My experience of burnout involved disengaging from my work (and from reality in general). I lost the energy and will to continue doing something that I wasn’t much enjoying, that was taking up almost all my time, for which I was earning less than the minimum wage, and for which I did not feel valued. It felt like a defeat or a surrender: I gave up because the constant, all-consuming to succeed in the face of long odds against success no longer seemed worth it. To have continued would have risked more damage to my mental and physical health. (That makes it sound more a conscious decision than it was: I found myself giving up, rather than made a clear decision to give up.)
There is an evolutionary explanation of depression that is also about the value of giving up when confronted by overwhelming odds against success. Why stand and fight (for status, money, sex, pleasure, or anything else desirable) when to do so almost certainly risks defeat and potentially serious damage? Depression may be the body’s way of telling someone to retreat, to accept the futility of the struggle, and to hide away so as no longer to draw attention to oneself and risk further injury. Thus, depression may, at its core, be a sensible survival strategy: it makes no sense for a weakened individual to continue fighting when defeat is almost certain and quite likely catastrophic. Knowing when to rein in and suppress desires to avoid repeated disappointment and defeat would seem to be important.

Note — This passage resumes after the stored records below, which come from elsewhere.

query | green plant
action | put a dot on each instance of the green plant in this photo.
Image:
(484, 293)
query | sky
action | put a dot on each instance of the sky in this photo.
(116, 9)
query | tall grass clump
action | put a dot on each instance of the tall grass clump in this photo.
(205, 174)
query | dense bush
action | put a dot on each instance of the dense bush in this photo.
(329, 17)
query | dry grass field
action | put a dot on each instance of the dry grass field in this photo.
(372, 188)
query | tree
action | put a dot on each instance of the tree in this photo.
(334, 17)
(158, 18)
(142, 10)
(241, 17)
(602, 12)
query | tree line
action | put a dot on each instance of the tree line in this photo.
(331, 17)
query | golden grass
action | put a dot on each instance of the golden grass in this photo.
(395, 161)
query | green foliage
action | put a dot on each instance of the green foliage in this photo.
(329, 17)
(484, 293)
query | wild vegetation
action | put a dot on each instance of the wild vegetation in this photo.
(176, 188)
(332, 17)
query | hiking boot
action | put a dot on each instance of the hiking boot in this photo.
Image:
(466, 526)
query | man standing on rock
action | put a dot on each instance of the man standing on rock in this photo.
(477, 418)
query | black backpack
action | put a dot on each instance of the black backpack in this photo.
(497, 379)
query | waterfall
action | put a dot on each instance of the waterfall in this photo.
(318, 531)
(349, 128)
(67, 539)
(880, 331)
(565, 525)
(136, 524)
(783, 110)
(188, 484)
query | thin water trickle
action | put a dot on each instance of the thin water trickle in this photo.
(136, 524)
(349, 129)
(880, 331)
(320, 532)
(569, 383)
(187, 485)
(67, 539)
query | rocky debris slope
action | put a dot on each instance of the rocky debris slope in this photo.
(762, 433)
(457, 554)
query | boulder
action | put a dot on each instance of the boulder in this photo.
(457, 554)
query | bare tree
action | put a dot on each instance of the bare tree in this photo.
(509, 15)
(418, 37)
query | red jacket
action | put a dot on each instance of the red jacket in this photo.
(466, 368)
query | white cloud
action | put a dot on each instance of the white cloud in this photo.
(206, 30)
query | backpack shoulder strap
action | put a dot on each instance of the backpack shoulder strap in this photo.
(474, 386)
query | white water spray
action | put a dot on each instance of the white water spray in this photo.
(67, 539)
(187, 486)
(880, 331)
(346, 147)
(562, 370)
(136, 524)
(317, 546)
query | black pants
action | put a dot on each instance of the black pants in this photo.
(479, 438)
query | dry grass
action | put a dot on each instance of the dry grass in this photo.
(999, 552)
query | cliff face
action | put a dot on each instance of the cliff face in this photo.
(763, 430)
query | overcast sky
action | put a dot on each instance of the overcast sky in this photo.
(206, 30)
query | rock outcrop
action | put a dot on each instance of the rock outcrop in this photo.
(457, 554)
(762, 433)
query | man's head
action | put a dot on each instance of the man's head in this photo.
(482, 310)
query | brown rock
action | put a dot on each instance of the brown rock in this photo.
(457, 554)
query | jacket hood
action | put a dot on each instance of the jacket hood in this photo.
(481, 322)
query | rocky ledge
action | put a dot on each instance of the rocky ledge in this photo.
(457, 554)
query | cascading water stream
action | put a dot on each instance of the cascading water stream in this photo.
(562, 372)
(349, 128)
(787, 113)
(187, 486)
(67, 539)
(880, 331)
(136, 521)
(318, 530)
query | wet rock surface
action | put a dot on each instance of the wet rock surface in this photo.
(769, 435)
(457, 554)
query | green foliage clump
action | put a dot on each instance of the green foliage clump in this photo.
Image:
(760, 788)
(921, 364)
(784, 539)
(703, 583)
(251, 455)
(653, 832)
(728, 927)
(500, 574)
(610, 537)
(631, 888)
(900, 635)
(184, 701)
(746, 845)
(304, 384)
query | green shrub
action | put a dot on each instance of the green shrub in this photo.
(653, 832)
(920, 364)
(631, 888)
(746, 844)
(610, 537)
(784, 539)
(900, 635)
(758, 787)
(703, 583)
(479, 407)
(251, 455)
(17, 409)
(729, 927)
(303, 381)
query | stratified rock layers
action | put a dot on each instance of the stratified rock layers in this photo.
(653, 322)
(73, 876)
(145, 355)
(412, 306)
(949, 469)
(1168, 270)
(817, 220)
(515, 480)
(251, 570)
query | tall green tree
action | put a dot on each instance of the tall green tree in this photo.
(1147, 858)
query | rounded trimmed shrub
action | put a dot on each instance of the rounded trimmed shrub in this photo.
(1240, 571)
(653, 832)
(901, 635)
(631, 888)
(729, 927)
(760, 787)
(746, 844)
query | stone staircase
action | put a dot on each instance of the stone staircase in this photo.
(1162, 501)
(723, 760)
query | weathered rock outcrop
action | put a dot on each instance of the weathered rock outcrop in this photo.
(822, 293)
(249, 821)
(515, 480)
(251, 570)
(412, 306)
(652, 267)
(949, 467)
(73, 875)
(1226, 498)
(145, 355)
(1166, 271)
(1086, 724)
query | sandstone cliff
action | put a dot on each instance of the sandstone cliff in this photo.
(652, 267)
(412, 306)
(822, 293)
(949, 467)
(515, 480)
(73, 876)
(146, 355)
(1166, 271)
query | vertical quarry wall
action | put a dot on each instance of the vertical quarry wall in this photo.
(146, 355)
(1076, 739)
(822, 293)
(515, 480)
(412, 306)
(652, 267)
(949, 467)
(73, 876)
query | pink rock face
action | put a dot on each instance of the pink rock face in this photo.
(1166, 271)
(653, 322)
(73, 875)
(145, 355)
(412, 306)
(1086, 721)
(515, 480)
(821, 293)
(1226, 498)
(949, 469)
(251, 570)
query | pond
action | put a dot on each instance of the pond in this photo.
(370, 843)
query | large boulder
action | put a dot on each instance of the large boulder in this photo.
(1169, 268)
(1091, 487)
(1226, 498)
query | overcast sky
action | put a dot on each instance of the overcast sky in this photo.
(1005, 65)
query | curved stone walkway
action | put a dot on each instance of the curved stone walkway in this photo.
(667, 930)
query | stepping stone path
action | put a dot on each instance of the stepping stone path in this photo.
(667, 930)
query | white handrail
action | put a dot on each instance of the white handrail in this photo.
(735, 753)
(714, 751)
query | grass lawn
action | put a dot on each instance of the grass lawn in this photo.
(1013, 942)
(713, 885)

That depression may have an evolutionary purpose does not mean that it works well in practice. To retreat and accept defeat may be the sensible responses that lie at the heart of depression; but clinical depression (at least as we understand it in the modern world) invariably involves an over-response in which our stress systems go into overdrive, often resulting in the inability to perform even basic functions. Thus, depression may make some evolutionary sense as a survival strategy, but it is one that is debilitating, excessive and highly imperfect. It is often rational to accept defeat in the pursuit of a goal; it is irrational to feel totally defeated in every area of one’s life.
Be that as it may, burnout seems to me very closely related to depression—and perhaps it is a variation of it. For burnout follows (as least as I have experienced it) not simply from overwork, but from the experience that no matter how hard one works, one’s goals (of success, of being valued, of enjoying work, of finding meaning and fulfilment, of earning enough to do more than scrape by) are never attained. And if we fail or are unable to pick up on and respond to the early signs of stress, then eventually we become overloaded by stress and breakdown occurs. Similarly, depression also seems to be a failure or inability (often through no fault of the individual) to prevent our stress system from going into overdrive.
In an earlier post on burnout I noted that my burnout felt oddly pleasurable: giving up felt like a release and liberation. I ought to qualify that: it was not so much pleasure as it was a temporary and somewhat illusory reduction in immediate stress. Overall, burnout is a horrible and destructive experience (which is not to say that it cannot ultimately lead to somewhere good). Likewise, depression is a horrible experience. But even with depression there is often a welcome feeling of release. Lying in bed rather than getting up and facing a stressful world can, for example, feel oddly pleasant and necessary, for in the short term it is an escape from or an avoidance of stress. Long term, of course, this is a debilitating and self-defeating response.
I regard neither burnout nor depression in a positive way. At the same time, I refuse to accept that they are wholly irrational and negative responses to a difficult situation. It may be right to consider them as illnesses; but perhaps our experience of them amounts to our endurance of our body and mind dealing with an underlying problem that needs addressing (much as the sickness we feel during a common cold derives from our body’s efforts to defeat the virus).
Above all, I am seeking to make sense of my burnout. And if burnout is a close cousin of, or even just a type of depression, then it would likely be something I can understand better and, more importantly, something that I can respond to more effectively.